Numbers seem to govern our lives these days. What percentage of people think this? What proportion have worked where? How many can deliver which skills? How fast is demand growing? Will there be enough young graduates in certain subjects? The questions are endless and accurate answers are vital to effective decision-making.
We’ve been gathering quantitative data for decades – ever since the answers were in those strange things called books (actually they were detailed statistical annexes). Nowadays there are many sources of statistical data, and many of them are based on subtly different assumptions, the data gathered in different months and from slightly different populations.
Sampling is important, question design is important, and expert analysis is vital.
Sampling is not as easy as it looks – especially where the overall population is not well-understood. Achieving a representative sample is easy – if the budget is unlimited. Getting a representative sample cost-effectively requires experience and expertise. Questions must be clear, unambiguous, and not leading. Handling margins of error and significance testing is not for the faint-hearted.
Careful design and even ordering of questions can make a huge difference: people who are good enough to give of their time to respond to polls and surveys expect – and deserve – variety and interest in the survey. If that variety can be delivered alongside added-value to the client, all the better.

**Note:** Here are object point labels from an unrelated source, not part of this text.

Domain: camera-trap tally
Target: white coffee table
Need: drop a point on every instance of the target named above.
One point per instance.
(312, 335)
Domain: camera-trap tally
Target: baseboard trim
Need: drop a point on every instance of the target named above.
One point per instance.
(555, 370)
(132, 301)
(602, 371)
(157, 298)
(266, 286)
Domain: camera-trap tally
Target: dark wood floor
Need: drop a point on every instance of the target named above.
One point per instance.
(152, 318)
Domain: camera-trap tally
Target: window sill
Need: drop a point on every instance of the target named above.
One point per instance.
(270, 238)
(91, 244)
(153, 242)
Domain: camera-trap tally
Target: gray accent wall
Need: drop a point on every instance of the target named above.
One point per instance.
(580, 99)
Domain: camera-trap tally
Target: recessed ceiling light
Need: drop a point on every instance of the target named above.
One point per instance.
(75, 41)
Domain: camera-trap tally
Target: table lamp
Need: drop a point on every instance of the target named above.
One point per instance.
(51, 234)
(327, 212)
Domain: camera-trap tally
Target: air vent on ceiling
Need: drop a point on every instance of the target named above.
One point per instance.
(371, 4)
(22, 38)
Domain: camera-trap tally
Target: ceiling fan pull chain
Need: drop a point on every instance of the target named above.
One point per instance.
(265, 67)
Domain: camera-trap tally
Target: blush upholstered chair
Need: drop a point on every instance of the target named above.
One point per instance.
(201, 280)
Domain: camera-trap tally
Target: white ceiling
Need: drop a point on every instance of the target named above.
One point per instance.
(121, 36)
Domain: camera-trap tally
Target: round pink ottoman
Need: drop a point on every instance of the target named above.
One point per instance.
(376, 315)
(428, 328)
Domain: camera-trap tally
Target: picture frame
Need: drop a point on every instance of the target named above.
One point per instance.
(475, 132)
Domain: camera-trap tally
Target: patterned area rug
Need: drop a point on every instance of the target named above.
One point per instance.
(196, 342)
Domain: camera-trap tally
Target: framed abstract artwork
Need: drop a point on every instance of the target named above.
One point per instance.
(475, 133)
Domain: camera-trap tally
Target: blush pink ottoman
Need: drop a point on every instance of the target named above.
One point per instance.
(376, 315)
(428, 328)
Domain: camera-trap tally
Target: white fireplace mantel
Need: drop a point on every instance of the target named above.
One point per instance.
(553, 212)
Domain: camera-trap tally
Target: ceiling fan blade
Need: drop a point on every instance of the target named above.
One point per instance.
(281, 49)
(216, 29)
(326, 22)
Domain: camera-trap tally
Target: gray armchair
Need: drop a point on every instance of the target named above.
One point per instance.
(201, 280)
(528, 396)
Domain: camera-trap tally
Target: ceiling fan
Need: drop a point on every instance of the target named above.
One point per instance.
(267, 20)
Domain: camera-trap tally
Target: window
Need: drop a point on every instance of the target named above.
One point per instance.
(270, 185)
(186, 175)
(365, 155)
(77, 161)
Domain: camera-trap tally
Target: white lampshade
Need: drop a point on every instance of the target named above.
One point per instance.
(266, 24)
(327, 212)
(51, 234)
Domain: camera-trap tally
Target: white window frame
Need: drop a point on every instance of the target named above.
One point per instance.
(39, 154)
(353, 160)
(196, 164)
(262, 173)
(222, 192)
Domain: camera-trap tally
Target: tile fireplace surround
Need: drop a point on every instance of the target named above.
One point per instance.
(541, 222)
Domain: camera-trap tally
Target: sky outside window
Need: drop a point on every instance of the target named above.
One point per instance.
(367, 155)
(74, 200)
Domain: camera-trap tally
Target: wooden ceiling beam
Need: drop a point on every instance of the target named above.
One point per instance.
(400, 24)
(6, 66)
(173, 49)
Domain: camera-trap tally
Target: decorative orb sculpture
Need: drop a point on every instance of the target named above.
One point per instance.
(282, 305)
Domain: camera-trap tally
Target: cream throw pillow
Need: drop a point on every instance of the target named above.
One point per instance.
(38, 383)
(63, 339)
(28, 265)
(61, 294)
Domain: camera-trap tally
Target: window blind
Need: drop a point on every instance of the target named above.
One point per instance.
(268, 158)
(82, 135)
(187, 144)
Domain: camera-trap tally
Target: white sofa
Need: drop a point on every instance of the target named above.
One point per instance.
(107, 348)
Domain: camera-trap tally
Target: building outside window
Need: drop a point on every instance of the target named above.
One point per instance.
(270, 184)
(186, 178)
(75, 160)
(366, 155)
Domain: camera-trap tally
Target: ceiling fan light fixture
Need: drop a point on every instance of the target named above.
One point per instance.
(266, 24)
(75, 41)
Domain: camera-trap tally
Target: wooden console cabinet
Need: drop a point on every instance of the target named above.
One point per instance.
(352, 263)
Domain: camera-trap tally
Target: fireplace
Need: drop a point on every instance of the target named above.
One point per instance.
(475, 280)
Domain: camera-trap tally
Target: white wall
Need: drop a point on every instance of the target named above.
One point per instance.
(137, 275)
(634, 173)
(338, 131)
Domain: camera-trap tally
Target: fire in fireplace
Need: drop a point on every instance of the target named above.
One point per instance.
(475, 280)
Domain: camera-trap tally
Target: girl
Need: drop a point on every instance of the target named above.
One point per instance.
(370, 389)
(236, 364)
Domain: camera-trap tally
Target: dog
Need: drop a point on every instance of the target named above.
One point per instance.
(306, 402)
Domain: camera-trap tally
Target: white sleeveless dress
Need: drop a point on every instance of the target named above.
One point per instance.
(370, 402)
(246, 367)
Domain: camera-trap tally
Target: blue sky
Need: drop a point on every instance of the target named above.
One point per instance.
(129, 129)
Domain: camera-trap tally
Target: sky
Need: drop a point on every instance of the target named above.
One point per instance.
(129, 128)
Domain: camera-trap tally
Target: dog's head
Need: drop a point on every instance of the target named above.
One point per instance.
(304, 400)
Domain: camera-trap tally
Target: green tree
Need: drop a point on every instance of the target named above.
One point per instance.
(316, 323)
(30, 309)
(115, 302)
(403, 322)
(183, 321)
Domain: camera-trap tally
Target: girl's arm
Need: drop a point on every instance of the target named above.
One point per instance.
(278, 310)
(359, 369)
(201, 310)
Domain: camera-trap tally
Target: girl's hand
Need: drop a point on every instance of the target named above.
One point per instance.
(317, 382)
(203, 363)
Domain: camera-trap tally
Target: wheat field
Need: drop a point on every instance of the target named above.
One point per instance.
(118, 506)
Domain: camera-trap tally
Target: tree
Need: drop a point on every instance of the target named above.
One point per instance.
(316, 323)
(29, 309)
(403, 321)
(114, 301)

For example, Pye Tait developed – back in 2002 – an approach to skills analysis which – from very standard information – can tell a sector or a company which skills will merit the most training effort over a given span of years. Our skills-scoring system has now been used in dozens of studies.
Getting at the numbers is relatively straightforward – although there are always compromises to be made. The real benefit of employing experts lies in their being able to tell you what they mean.